Where Avent has not perhaps examined himself as deeply is in what he really wants and what he lacks. His description of family activities smack of routine rather than immersion or even love.

This is all eerily familiar to me. If I had had the courage and vulnerability to see it, he could have been describing me in my late thirties. Then I had a stroke of luck. I started to fail, to stop winning, and had a minor breakdown when the years of exhaustion suddenly caught up with me as the adrenaline rush of success stopped. I was lucky enough to have a family, an employer and just enough humility to come through this experience and out the other side not quite broken. As a result I think I can add some insights to the article.
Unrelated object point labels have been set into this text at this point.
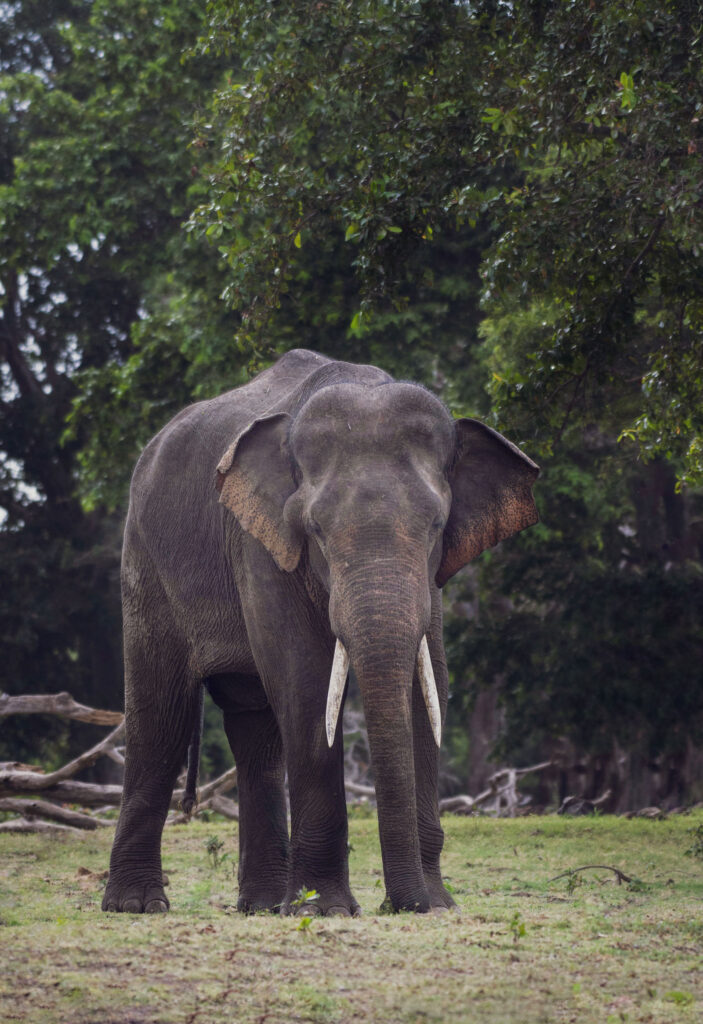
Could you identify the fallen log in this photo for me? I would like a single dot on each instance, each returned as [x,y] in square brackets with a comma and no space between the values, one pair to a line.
[55,704]
[43,809]
[36,825]
[29,781]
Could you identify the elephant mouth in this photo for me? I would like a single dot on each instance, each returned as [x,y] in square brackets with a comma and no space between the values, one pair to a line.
[338,681]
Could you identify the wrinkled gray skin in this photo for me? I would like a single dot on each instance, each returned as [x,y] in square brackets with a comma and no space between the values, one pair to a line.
[345,501]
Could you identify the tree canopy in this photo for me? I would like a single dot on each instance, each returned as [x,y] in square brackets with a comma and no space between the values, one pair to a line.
[501,201]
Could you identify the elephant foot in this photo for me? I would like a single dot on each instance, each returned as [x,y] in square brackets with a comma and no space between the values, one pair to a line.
[327,904]
[135,898]
[440,899]
[259,904]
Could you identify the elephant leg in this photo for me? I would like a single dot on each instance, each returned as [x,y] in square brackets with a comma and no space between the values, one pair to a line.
[158,736]
[427,770]
[255,739]
[162,704]
[319,850]
[293,652]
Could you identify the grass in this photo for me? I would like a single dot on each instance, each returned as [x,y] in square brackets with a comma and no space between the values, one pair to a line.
[525,949]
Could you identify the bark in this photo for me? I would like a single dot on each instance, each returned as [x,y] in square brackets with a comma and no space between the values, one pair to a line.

Firstly, it is great to be honest about ego driven motivations, and it is the first step towards finding alternative ways to achieving them. Work is one way to find competition, challenge, recognition and growth. But there are many others too. Don’t wait too long before finding some that can work for you and laying down the groundwork for them and even starting them while in work. Be aware that earning money is a very poor proxy for all these motivations, indeed often gets in the way of them. Most of us are not so shallow as to have money itself, and its visible signs, as necessary for recognition – and if we are like that, we can wean ourselves away from it over time. Clearly Avent’s friends who sold out did not have good alternative ways in place to satisfy their hunger. The things that seem appealing while working, such as peace or nature, will probably not be enough when time suddenly becomes plentiful.

Next, the search for alternatives may seem voluntary now, or even academic or a challenge for the distant future, but be ready anyway. As I found out, ego driven motivations can become a curse when you stop winning those challenges and feel disdain instead of recognition. That change can come suddenly, and it can owe as much to chance as anything else.

Finally, pay special attention to family. Really understand the needs of your life partner as well as your own. It can be a shock suddenly having more time together, and not always a pleasant one, especially where there is unfinished understanding or other external pressures to deal with. By the way, Avent’s whole mindset strikes me as quite a masculine one – most women seem to find balancing ego with other priorities much more difficult and seem to suffer more guilt in their compromises, so transitions might be especially hard for women as well.


Perhaps Avent is a microcosm of 1843 in some small ways. The magazine might do better to think through its target readers’ alternative ways of reaching satisfaction, or even to help them find them. Bragging rights on yet another global exhibition or exotic but fleeting travel experience might be what the advertisers think they want to see, but I am not so sure.